LOS CALCETINES DE LA BUENA SUERTE (MICRORRELATO)

Es del dominio público que muchos deportistas de élite son extremadamente supersticiosos. Que muchos de ellos creen, de un modo ciego, absoluto, que ciertas cosas consideradas insignificantes por otras personas son para ellos de una importancia su-prema, capital.
John Plustomeito era un afamado jugador de golf. Con cierta frecuencia ganaba torneos en los que tomaba parte y, cuando no se alzaba con el triunfo quedaba clasificado entre los primeros.
John Plustomeito estaba casado con una mejicana llamada Juanita Perales, una mujer bellísima e inteligente que era directora de un exitoso laboratorio de cosmética. Ella se ocupaba, habitualmente, de preparar a su golfista esposo el equipaje cada vez que él salía de viaje para tomar parte en un torneo de golf.

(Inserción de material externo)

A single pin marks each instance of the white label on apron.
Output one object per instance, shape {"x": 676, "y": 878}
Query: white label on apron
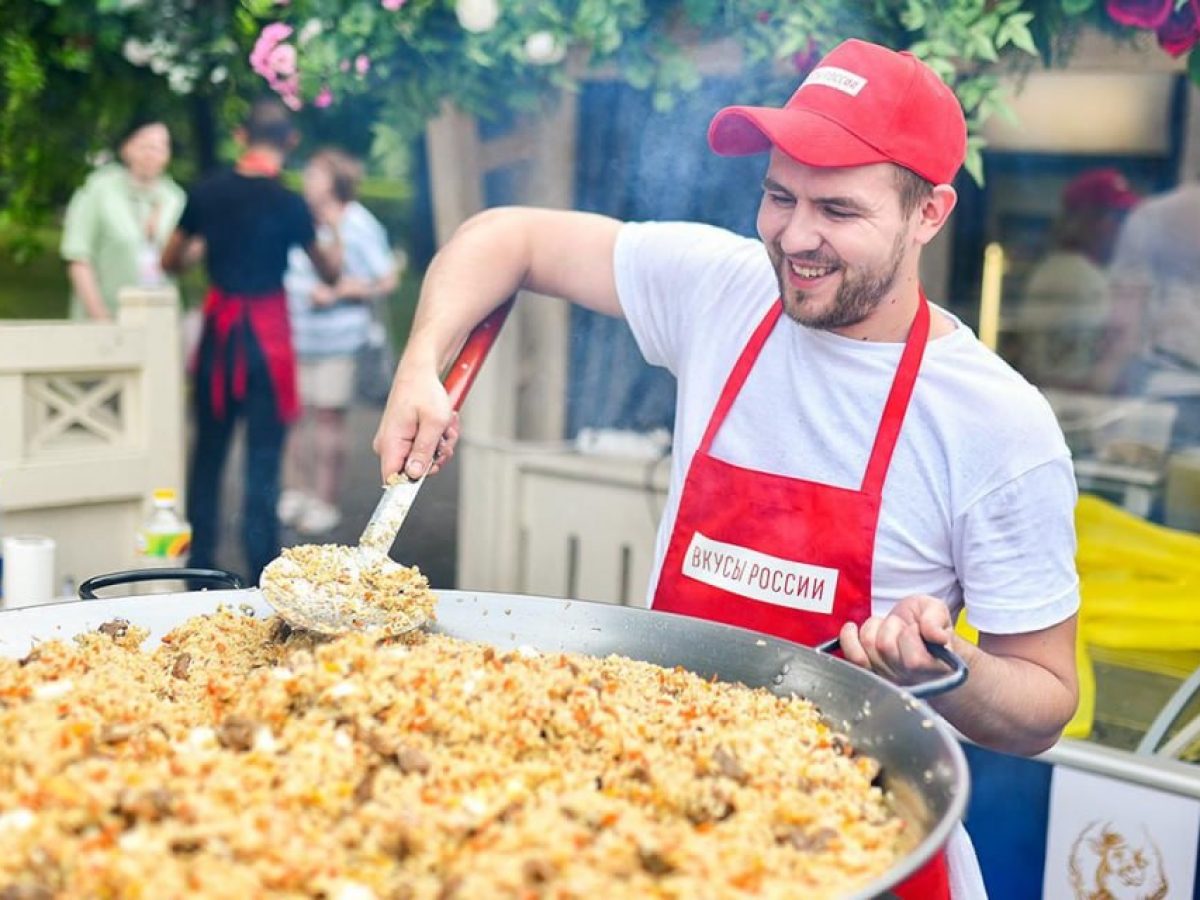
{"x": 760, "y": 576}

Un mes de abril, John Plustomeito se presentó en Toronto donde iba a tener lugar el más importante campeonato de golf de aquel año. En este campeonato iban a tomar parte los mejores jugadores del mundo, ansiosos por ganar el substancioso premio económico en juego y, además, el extraordinario prestigio que lo acompañaba.
Llegado a la habitación del lujoso hotel donde se hospedaría durante varios días, John Plustomeito descubrió, al deshacer su equipaje, que su mujer había olvidado po-nerle, entre las prendas que precisaba, sus calcetines de la buena suerte, sin los cuales jamás había querido jugar porque con otros calcetines sus actuaciones resultaban catastróficas.
Indignadísimo llamó a su esposa y le exigió con muy malos modos que alquilase un avión privado y se los trajese sin falta. Juanita Perales poseía un notable amor pro-pio. Le recriminó que le hubiese levantado la voz y le advirtió, a pesar de haberle él pedido perdón por haberse excedido en su enfado, que ella no volvería a darle otra oportunidad de poder ofenderla.
Horas más tarde Juanita Perales descendió del avión alquilado, tomó un taxi y se presentó en el hotel donde se hospedaba su marido. Él la saludó cariñoso, trató de besarla, ella se lo impidió de un firme empujón, colocó encima de la mesita de noche unos papeles y le ordenó tajante al tiempo que le entregaba un bolígrafo:
—Firma ahí donde veas que hay una crucecita.
—¿Qué es esto? —quiso saber él, perplejo.
—Nuestro divorcio.
—Pero yo no quiero divorciarte de ti. Yo te quiero, Juanita. Yo te quiero muchísi-mo.
—Me importa un pepino que me quieras o no. Me has gritado, me has faltado al respeto y eso no se lo consiento yo a nadie. ¡Pero a nadie!
—Yo no quiero firmar —se resistió él.
—Firma o tiro tus famosos calcetines de mierda dentro del inodoro y los perderás para siempre.
John Plustomeito lo dudó un solo instante. Reflexionó. Él podía renunciar a algunas cosas que apreciaba, pero a perder sus calcetines de la buena suerte nunca.
—Firmaré y luego, tranquilamente arreglaremos este pequeño problema surgido entre nosotros —decidió.
Cuando hubo puesta su rúbrica en todos aquellos documentos, Juanica comprobó que todo estaba de acuerdo con su propósito, dejo caer encima de la cama los calcetines que tan importantes era para su marido, y haciendo oídos sordos a las súplicas su-yas de que se quedase con él, abandonó la estancia dando un violento portazo.
Cinco años más tarde, John Plustomeito continuaba pidiendo a su exmujer que regresase con él, que la echaba desesperadamente de menos, que le daría sus calcetines de la buena suerte para que los quemase en castigo por haber éstos sido la causa de la rotura de un matrimonio que a él lo hacía inmensamente feliz.
La respuesta de ella seguía siendo la misma todo el tiempo: No quería saber nada de él, pues era inmensamente feliz con Pedro Palotieso, un boxeador que la amaba con locura, tanto con calcetines puestos como con los pies desnudos, y se peleaba con cuantos dudaban de que ella era merecedora de ganar un premio Nobel de química.